Session Type(s): Panel, Streamed Session
Starts: Friday, Jul. 14 1:30 PM (Central)
Ends: Friday, Jul. 14 2:30 PM (Central)
Room: Continental A
After a tumultuous 2021 term which saw the Supreme Court overturn Roe v. Wade and take away a fundamental right for the first time in history, the 2022 term will again have the high court deciding cases at the heart of our democracy and rights. From voting rights and environmental justice to affirmative action and student loan debt forgiveness, our rights, opportunities and way of life continue to be significantly impacted by the only branch of government we cannot directly elect. Join us for a review of the Supreme Court’s 2022 term, its implications for the current state and future of civil rights and gender justice and what we can do to reform and take back Our Court.
Erinn D. Martin is the Director of Nominations & Cross-Cutting Policies at the National Women’s Law Center, where she leads the Law Center’s advocacy on judicial nominations and cross-cutting policy work.
Prior to joining the Law Center, she served as Senior Policy Counsel for the Lawyers’ Committee for Civil Rights Under Law. She has also served at the U.S. Department of Justice, where her work focused on consumer protection and appellate civil rights matters. She began her legal career as a legal fellow for the National Center for Law and Economic Justice.
Erinn received her J.D. from New York University School of Law, where she was a Frank J. Guarini Leaders in Government Service Scholar and a student advocate in the Brennan Center for Justice Public Policy Advocacy Clinic. She holds a B.A. from the University of Maryland and a M.S. Ed. from the University of Pennsylvania. She previously served as President of the Greater Washington Area Chapter, Women Lawyers Division of the National Bar Association (GWAC). She is licensed to practice in the District of Columbia and New York.

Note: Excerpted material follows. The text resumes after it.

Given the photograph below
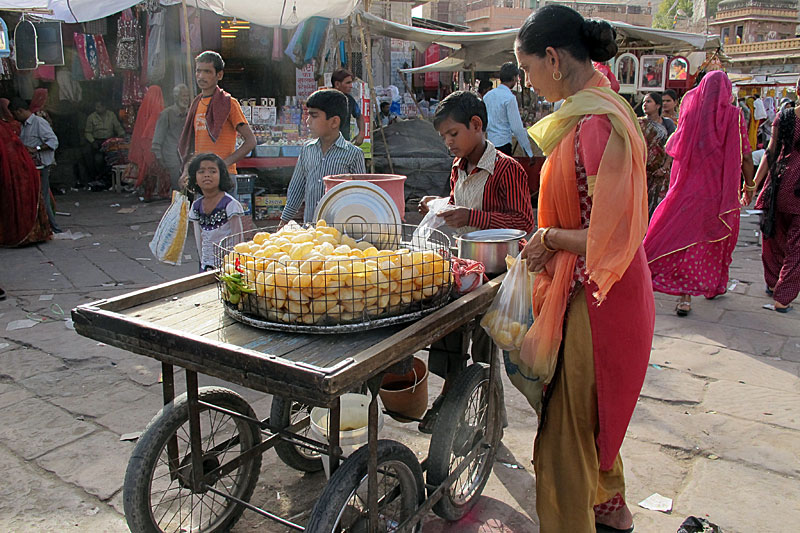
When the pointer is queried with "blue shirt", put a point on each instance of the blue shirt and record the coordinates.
(343, 157)
(504, 119)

Bayliss Fiddiman is the Director of Educational Equity and Senior Counsel on the Education & Workplace Justice team at the National Women’s Law Center. In her role she advocates for policies that keep girls of color from being pushed out of school, for the rights of pregnant and parenting students, and for equal access to education for women and girls. She previously worked as Associate Director on the K-12 Education team at the Center for American Progress where she advocated for state and federal policies that increase access to a high-quality education for all children. Prior to that she worked at the Education Law Center in Newark, NJ where she advocated to protect and increase funding for public education, and for the rights of students under the Individuals with Disabilities Education Act. She also worked as Legal Fellow for the Civil Rights and Restorative Justice Project which investigates cold cases of anti-civil rights violence and seeks restorative justice on behalf of families and communities.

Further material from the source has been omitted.